Exploring the impact of urban morphology on river cooling effects: A case study of the Arakawa river in Tokyo
Liang Zhang, Hasi Bagan, Chaomin Chen, Takahiro Yoshida
Abstract
• Fusing multi-source data, including detailed land use and building information. • “Tall-slim” buildings and longitudinal roads extend river cooling effects. • Quantifies the impact of 3D urban structures on the effect of river cooling. • Well-planned roads and green spaces in distant areas reduce heat island effect. The impact of water bodies on mitigating temperature has gained growing attention due to the worsening urban heat island (UHI) phenomenon and efforts to develop mitigation strategies. However, most studies ignore the influence of the internal structure of the city on the cooling effect of the river. This research explores how urban morphology interacts with river cooling effects, centering on a 2000-meter buffer zone surrounding the Arakawa River in Tokyo. Through random forest regression models and correlation analysis, we quantified the impact of nine urban morphological features on Land Surface Temperature (LST) and their interaction with the river’s cooling effect. The findings reveal that high building density and large-volume structures near the river significantly obstruct air circulation, diminishing the river’s cooling efficiency and leading to heat accumulation. However, optimizing building heights and layouts—particularly through slender structures and reducing cluster density—can enhance air movement, thereby extending the river’s cooling effect.

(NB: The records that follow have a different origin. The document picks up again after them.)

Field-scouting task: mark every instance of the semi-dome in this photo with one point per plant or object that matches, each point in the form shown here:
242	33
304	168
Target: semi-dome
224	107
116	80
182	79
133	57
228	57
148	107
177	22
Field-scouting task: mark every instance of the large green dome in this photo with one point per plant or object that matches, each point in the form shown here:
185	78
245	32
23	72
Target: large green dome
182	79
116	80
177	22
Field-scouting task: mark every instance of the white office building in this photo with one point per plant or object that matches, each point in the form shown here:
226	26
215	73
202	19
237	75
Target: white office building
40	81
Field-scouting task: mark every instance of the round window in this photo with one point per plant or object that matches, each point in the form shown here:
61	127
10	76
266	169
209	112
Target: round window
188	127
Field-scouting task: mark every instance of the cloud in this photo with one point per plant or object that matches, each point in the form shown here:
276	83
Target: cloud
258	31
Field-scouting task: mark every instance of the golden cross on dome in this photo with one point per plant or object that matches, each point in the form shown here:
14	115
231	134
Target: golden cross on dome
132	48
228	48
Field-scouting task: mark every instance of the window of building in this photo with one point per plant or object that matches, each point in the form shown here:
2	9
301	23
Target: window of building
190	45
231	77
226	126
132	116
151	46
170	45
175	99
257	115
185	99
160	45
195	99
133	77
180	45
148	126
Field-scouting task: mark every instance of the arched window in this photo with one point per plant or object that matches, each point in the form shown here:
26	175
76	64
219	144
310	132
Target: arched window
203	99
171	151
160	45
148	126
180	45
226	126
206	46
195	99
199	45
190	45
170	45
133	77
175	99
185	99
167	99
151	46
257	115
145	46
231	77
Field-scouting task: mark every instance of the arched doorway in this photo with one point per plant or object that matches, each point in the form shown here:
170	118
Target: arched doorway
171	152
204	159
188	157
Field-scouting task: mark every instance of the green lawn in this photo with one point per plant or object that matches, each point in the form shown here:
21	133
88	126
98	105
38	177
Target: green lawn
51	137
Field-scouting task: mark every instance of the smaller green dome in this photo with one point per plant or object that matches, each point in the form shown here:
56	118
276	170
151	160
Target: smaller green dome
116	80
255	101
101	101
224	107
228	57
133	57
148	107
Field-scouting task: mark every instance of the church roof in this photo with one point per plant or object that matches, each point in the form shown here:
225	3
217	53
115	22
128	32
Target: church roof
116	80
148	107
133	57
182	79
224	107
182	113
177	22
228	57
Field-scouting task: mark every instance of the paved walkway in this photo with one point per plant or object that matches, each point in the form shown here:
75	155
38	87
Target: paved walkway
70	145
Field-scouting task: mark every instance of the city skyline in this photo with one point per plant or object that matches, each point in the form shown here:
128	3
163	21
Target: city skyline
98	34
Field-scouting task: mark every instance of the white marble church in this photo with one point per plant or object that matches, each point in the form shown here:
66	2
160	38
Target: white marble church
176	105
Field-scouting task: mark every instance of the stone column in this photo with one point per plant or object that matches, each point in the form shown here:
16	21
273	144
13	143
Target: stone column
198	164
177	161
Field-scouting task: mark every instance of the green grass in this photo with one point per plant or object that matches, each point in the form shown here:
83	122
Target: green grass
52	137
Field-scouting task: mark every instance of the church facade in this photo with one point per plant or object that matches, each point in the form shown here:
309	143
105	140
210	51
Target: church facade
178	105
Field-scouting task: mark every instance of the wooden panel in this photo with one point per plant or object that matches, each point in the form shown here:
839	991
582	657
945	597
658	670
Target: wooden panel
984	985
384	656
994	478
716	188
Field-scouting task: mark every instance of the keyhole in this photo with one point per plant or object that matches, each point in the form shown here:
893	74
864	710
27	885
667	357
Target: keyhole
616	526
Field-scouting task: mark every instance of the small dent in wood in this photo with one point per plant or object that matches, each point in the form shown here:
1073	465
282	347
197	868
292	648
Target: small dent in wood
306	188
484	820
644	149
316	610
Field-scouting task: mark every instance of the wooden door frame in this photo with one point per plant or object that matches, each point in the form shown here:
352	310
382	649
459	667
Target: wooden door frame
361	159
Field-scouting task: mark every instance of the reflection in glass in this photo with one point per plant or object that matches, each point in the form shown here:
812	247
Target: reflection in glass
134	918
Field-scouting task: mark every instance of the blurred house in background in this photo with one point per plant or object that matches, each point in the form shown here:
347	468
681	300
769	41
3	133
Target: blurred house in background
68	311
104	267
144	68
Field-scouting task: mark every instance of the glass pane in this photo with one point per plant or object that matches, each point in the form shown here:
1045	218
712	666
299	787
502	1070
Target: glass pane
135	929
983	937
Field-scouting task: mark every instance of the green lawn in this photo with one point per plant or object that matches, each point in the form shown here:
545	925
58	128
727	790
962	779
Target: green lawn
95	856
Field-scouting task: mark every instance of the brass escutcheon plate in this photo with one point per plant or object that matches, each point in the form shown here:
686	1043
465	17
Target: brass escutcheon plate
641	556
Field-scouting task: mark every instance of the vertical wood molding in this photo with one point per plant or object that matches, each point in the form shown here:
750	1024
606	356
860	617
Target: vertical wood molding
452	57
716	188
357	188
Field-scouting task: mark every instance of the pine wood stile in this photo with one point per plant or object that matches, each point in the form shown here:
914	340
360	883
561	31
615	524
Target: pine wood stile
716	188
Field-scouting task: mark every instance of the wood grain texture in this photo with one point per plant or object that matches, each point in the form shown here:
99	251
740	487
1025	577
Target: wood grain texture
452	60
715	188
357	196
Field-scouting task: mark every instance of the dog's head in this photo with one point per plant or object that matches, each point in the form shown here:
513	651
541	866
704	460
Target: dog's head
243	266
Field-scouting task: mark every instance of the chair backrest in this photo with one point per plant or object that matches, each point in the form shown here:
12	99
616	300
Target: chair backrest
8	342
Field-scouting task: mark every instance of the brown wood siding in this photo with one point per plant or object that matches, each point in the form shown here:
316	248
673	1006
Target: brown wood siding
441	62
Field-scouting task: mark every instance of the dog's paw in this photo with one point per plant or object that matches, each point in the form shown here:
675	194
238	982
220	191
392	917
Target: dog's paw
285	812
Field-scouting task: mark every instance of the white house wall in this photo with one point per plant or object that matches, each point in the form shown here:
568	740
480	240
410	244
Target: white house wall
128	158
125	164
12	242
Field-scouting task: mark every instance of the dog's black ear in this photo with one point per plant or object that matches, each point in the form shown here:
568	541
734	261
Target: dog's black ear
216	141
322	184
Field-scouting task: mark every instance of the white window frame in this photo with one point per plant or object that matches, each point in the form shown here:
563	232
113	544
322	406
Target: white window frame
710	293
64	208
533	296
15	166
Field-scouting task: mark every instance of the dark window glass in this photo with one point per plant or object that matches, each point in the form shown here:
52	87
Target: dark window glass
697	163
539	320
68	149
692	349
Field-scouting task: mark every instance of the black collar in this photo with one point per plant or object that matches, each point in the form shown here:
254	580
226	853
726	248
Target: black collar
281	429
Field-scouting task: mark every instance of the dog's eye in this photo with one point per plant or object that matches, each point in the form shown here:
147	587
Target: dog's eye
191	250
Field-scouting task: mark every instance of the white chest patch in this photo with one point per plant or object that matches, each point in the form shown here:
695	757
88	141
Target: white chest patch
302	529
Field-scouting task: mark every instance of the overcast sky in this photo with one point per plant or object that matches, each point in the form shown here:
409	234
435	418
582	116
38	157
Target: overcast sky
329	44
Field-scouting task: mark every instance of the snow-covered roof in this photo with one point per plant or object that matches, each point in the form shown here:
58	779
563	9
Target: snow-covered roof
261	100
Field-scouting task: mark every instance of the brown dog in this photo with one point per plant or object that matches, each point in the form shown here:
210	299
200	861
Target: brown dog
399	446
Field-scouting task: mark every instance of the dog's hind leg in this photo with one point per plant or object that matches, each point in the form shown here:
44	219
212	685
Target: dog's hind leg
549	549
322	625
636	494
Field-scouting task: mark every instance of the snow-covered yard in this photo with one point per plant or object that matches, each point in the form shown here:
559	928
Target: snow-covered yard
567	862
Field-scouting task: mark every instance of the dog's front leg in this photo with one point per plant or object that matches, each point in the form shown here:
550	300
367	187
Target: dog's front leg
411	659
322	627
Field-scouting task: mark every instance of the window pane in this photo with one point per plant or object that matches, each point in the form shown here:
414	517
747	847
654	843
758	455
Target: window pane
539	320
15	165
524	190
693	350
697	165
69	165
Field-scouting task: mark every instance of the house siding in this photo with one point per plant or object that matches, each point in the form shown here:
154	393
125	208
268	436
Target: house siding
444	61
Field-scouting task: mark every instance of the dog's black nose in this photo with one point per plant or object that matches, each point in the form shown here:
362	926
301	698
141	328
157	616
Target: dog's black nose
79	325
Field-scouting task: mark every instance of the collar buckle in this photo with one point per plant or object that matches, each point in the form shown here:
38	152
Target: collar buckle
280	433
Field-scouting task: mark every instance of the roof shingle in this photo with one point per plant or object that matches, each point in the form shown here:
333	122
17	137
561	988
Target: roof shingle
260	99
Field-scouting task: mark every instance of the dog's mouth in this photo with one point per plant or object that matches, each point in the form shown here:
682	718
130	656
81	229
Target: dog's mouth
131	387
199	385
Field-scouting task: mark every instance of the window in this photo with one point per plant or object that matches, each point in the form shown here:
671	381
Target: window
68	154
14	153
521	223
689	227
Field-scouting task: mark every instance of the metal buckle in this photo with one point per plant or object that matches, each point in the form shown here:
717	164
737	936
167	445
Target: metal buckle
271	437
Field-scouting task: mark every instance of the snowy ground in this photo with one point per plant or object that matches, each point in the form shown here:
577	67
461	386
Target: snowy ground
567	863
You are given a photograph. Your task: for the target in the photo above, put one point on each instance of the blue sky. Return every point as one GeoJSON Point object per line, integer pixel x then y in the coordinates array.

Additionally, increasing the diversity of green spaces not only strengthens cooling effects through evaporation but also generates multi-layered synergies in distant areas and on road surfaces, further supporting urban heat mitigation strategies. These insights offer valuable guidance for mitigating heat in riverine urban environments and provide recommendations for climate conscious urban planning focused on building form, green space distribution, and river integration.